Knowing all this, North Korea's rulers will do whatever they can to maintain control. Given the weakness of its Stalinist economy, this means coming up with new ways to squeeze aid from the outside world. In order to keep the money flowing—with as few conditions as possible—Kim is likely to continue engaging in risky brinkmanship and blackmail. To survive, Pyongyang has to be, or appear to be, dangerous and unpredictable.
But such tactics could easily lead to disaster. The only way to avoid this is to replace the regime.
That's easier said than done: Military options are unthinkable. And sanctions won't work either, since China and Russia are unlikely to cooperate fully. Even if Moscow and Beijing did go along, the only likely result would be a lot of dead farmers. North Korea's great famine of 1996–99 demonstrated that the locals do not rebel when oppressed, even under terrible circumstances. North Koreans are terrified, disorganized and still largely unaware of any alternative to their misery.
The best way to speed things up is for Washington and its allies to push for active engagement with the North in the form of development aid, scholarships for North Korean students and support for all sorts of activities that bring the world to North Korea or take North Koreans outside their cocoon. Such exchanges are often condemned as a way of appeasing dictators, but the experience of East Europe showed that an influx of uncensored information from the outside is deadly for a communist dictatorship.
Pyongyang understands the danger of such exchanges, but it needs money and technology badly enough that it might allow them nonetheless—so long as they fill its coffers and don't look too dangerous. This is even more the case when exchanges ostensibly benefit members of the elite. For example, a scholarship program to study overseas would go mostly to students from top families. Yet this wouldn't limit its impact: experience of the outside world will change these young people and turn some of them into importers of dangerous information. A similarly small step helped to unravel the Soviet Union: the first group of students allowed to study in the U.S., in 1957, numbered just four and were carefully selected. Yet two grew up to become leading reformers, and one of them—Alexander Yakovlev—is often credited as having been the real mastermind behind perestroika.
This approach will take time, but it's the only one likely to work. The sole way to make North Korea less dangerous is to change its government. And the only way to do that is to change the North Korean people themselves.
Lankov is an associate professor of North Korean history at Kookmin University in Seoul and travels frequently to the North.
Review
I disagree with the writer that regime change is the only option to make North Korea less dangerous. The writer said that the only way to overthrow the North Korea's communist government is through it's people. However, as shown by the great famine of 1996-1999, many of the North Koreans would rather die than oppose the government. Hence, the method the writer proposed may not work. Also, if Kim Jong II felt that his rule is threatened, he may take radical actions and start a nuclear warfare with the United States.

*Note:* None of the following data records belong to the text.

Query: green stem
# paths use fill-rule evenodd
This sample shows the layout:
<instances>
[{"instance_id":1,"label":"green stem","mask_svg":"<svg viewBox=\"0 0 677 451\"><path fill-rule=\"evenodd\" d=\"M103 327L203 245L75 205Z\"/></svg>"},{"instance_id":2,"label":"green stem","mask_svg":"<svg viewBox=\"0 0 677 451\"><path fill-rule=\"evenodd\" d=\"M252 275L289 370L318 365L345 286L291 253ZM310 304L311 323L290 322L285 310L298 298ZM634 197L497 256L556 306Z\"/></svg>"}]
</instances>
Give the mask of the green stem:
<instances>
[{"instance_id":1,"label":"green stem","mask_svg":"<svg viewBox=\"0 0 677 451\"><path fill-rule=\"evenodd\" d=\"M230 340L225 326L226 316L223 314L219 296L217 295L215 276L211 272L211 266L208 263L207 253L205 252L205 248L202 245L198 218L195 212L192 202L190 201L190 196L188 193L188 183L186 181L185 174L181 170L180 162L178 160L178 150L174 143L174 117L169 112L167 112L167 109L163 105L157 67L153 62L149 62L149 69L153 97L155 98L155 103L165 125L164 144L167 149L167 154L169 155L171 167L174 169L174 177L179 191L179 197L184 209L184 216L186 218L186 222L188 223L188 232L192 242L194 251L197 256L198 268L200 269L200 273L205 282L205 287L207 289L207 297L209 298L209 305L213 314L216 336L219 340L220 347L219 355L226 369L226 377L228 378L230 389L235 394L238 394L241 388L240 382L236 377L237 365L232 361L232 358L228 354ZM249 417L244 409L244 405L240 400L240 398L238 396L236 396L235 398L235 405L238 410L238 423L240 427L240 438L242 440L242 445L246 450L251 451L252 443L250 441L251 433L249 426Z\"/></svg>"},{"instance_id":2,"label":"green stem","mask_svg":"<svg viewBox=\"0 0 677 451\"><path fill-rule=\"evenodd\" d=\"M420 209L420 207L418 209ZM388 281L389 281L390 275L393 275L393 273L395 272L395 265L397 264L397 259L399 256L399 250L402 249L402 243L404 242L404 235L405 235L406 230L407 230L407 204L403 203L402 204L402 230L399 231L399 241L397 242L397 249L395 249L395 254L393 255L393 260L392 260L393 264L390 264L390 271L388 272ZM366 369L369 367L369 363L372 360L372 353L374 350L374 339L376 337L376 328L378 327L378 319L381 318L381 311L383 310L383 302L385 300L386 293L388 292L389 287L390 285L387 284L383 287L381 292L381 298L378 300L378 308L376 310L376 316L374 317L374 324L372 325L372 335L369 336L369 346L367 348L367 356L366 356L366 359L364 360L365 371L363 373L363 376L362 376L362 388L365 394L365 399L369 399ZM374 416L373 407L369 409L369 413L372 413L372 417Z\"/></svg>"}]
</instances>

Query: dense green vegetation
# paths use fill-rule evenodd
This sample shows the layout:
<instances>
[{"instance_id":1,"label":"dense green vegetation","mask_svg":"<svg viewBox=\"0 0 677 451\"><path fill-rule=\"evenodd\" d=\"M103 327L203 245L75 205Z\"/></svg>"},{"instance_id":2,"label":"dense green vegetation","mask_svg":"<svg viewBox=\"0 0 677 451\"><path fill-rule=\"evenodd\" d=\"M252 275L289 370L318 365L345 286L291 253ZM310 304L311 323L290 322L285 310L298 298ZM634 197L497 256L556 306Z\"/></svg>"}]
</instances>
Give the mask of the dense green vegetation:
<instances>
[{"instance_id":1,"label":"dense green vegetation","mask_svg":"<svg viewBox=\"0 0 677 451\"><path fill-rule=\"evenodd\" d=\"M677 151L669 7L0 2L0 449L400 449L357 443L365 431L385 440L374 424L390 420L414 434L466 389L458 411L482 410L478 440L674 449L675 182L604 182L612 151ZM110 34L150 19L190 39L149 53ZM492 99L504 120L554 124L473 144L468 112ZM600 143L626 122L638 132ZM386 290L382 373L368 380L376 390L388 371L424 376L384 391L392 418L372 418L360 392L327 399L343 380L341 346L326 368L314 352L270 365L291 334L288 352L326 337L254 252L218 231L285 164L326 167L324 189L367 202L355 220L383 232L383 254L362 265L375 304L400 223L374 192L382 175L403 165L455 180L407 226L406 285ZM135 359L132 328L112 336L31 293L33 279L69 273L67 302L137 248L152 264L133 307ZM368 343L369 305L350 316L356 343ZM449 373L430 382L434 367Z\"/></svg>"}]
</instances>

North Korea is currently one of the world's top ten producers of fresh fruit and the 15th largest producer of apples in the world. It has substantial natural resources and is the world's 18th largest producer of iron and zinc, having the 22nd largest coal reserves in the world. It is also the 15th largest fluorite producer and 12th largest producer of copper and salt in Asia. Other major natural resources in production include lead, tungsten, graphite, magnesite, gold, pyrites, fluorspar and hydropower. Therefore, I disagree with the author's statement that "Kim is likely to continue engaging in risky brinkmanship and blackmail. To survive, Pyongyang has to be, or appear to be, dangerous and unpredictable."